2: Water, Weak Bonds, and the Generation of Order Out of Chaos

Water, Weak Bonds, and the Generation of Order Out of Chaos

2.1 Thermal Motions Power Biological Interactions
2.2 Biochemical Interactions Take Place in an Aqueous Solution
2.3 Weak Interactions Are Important Biochemical Properties
2.4 Hydrophobic Molecules Cluster Together
2.5 pH Is an Important Parameter of Biochemical Systems

Our senses—vision, taste, smell, hearing, and touch—allow us to experience the world. We delight in the softness of a kitten’s fur and the loudness of its purr through touch and hearing. remarkably, these sensuous pleasures depend on weak, reversible chemical bonds.

Cells, as shown in Chapter 1, present a remarkable display of functional order. Millions of individual molecules are the cell’s building blocks, consisting of the four key biomolecules of life—proteins, nucleic acids, lipids, and carbohydrates. These molecules are, for the most part, stable because they are constructed with strong covalent bonds—bonds in which the electrons are shared by the participating atoms. However, the remarkable structure and function of the cell itself are stabilized by weak interactions that have only a fraction of the strength of covalent bonds.

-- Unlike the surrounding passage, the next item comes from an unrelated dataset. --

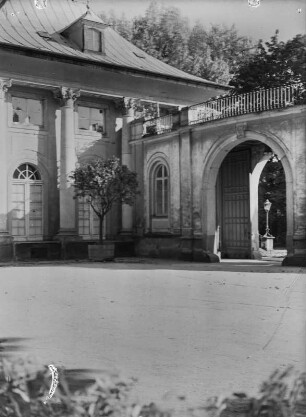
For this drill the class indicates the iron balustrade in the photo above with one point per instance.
(236, 105)
(221, 108)
(158, 126)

Two questions immediately come to mind: How is such stabilization possible? And why is it advantageous? The answer to the first question is that there is stability in numbers. Many weak bonds can result in large stable structures. The answer to the second question is that weak bonds allow transient interactions. A substrate can bind to an enzyme, and the product can leave the enzyme. A hormone can bind to its receptor and then dissociate from the receptor after the signal has been received. Weak bonds allow for dynamic interactions and permit energy and information to move about the cell and organism. Transient chemical interactions form the basis of biochemistry and life itself.

Water is the solvent of life and greatly affects weak bonds, making some weaker and powering the formation of others. For instance, hydrophobic molecules, such as fats, cannot interact with water at all. Yet, this chemical antipathy is put to use. The formation of membranes and the intricate three-dimensional structure of biomolecules, most notably proteins, are powered by an energetic solution to the chemical opposition between water and hydrophobic molecules.

DID YOU KNOW?

One angstrom (Å) = 0.1 nanometer (nm) = 1 × 10⁻¹⁰ meter (m). It is named after Swedish physicist Anders Jonas Ångström (1814–1874) who expressed wavelengths as multiples of 1 × 10⁻¹⁰ meter. That length was subsequently named an angstrom.

Our experience of life happens at a distance of 4 angstroms (4 Å, or 0.4 nm), the typical length of noncovalent bonds. The pressure of a held hand, the feeling of a kiss, the reading of the words on this page—all of these sensations are the result of large, covalently bonded molecules interacting noncovalently with a vast array of other large molecules or with sodium ions, photons, or an assortment of other signal molecules, all at a distance of approximately 4 Å.

In this chapter, we will focus on transient interactions between molecules—weak, reversible but essential interactions. We will see how molecules must meet before they can interact and will then examine the chemical foundations for the various weak interactions. Finally, we will examine especially prominent weak, reversible interactions—the ionization of water and weak acids.